Cleanaway Waste Management cuts its annual profit forecast

By David Winning

SYDNEY – Cleanaway Waste Management Ltd. warned of profits from rising fuel prices, rising labor costs and damage to equipment from flooding on Australia’s east coast.

Cleanaway said it now expects earnings before interest, tax, depreciation and amortization for the year to June to be around AUD15 million ($10.6 million) and A$20 million lower than previous expectations. He also said Ebitda margins in its fiscal second half would likely be lower than in the prior six months.
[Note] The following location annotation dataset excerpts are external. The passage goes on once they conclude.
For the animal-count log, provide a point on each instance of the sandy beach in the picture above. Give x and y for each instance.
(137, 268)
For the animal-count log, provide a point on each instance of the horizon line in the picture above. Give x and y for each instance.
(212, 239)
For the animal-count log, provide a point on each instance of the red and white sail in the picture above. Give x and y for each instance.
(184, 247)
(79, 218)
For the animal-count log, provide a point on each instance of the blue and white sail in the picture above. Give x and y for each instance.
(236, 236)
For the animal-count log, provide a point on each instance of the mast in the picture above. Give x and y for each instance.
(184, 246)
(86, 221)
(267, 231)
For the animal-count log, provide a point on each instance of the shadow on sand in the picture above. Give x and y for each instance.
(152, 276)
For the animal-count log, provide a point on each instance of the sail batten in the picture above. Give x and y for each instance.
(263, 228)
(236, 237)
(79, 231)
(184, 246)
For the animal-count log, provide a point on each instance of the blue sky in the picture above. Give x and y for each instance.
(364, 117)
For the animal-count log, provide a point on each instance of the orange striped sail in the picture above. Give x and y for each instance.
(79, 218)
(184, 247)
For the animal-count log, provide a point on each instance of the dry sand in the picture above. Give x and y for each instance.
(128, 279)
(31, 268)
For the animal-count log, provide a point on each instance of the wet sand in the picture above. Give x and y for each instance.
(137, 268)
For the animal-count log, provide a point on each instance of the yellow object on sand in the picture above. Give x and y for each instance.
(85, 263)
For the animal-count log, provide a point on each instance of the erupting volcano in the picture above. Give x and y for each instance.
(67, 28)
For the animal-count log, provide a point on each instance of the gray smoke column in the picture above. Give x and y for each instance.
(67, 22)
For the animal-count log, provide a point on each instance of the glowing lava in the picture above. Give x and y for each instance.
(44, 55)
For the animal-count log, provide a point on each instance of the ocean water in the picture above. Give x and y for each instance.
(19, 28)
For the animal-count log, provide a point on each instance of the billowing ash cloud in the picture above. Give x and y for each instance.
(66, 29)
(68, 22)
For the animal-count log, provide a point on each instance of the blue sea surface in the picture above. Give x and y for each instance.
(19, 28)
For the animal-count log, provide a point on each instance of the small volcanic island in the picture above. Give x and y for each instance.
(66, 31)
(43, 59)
“Rising fuel prices are expected to result in approximately A$10 million in increased costs for the second half of fiscal 2022,” Cleanaway said. “Constraints on workforce availability due to the pandemic continue to put pressure on the business, impacting our ability to serve the customer and operate effectively.”

He said contracts generally allow the company to raise prices when costs rise, but there is a delay before any benefit is felt.

Cleanaway also said the flooding damaged property, vehicles and equipment. The temporary closure of its New Chum landfill would likely reduce Net EBITDA by A$5-7 million in its fiscal second half.

“Damage to post-collection equipment in our Healthcare business is expected to cause a temporary increase in operating costs of A$5-7 million in 2H, while the continued high volumes of clinical waste related to the pandemic continue to impact ‘impose additional costs and inefficiencies,'” Cleanaway said.

Still, the company reported strong volumes in Sydney and said recent price adjustments would cushion the overall impact on earnings.